English | 한국어
One objective in, a verified result out.
Give it a goal; it runs the full gated pipeline with expert subagents and refuses to declare success until a machine-checkable gate passes.
No extra install: clone the repo, symlink it into your skills directory, then /supergoal <objective>.
Best starting point: the landing page (bilingual English / 한국어, 3-step quickstart).
A Claude Code skill that takes a single objective through a full, gated development process using expert subagents, then refuses to declare success until a machine-checkable gate passes.

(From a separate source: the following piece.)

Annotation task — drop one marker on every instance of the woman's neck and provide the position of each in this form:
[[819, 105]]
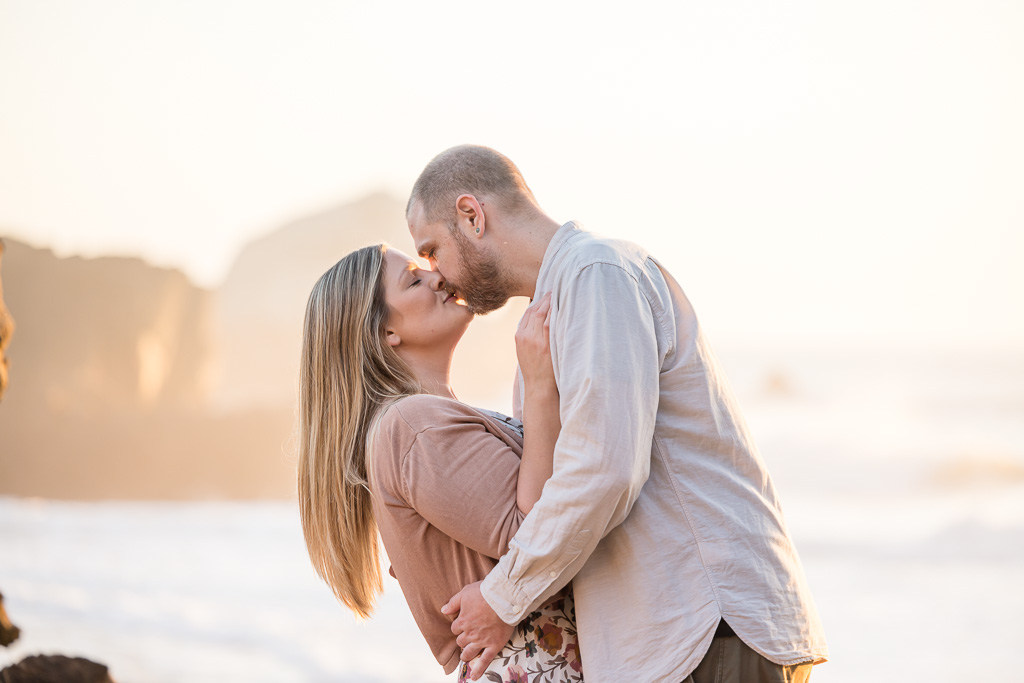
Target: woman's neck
[[432, 372]]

Gated lanes, a single shared vault, an untrusted claims.md re-verified by an adversary, and a
literal-bash delivery gate that is never edited to pass. Each role's persona is a bundled file in
agents/, so dispatch is harness-agnostic: it runs the same under Claude Code, Codex, agy, and
other coding CLIs (the orchestrator spawns the persona via the harness's sub-agent mechanism, or runs
it inline where none exists). Nothing to install but the skill itself. (Workflow inspired by
oh-my-symphony.)
New here? Start with the landing page -> cskwork.github.io/supergoal-skill A bilingual (English / 한국어) walkthrough with a 3-step quickstart, the modes, how the builder-vs-verifier split catches real bugs, and the evidence it produces. Best onboarding path before you clone.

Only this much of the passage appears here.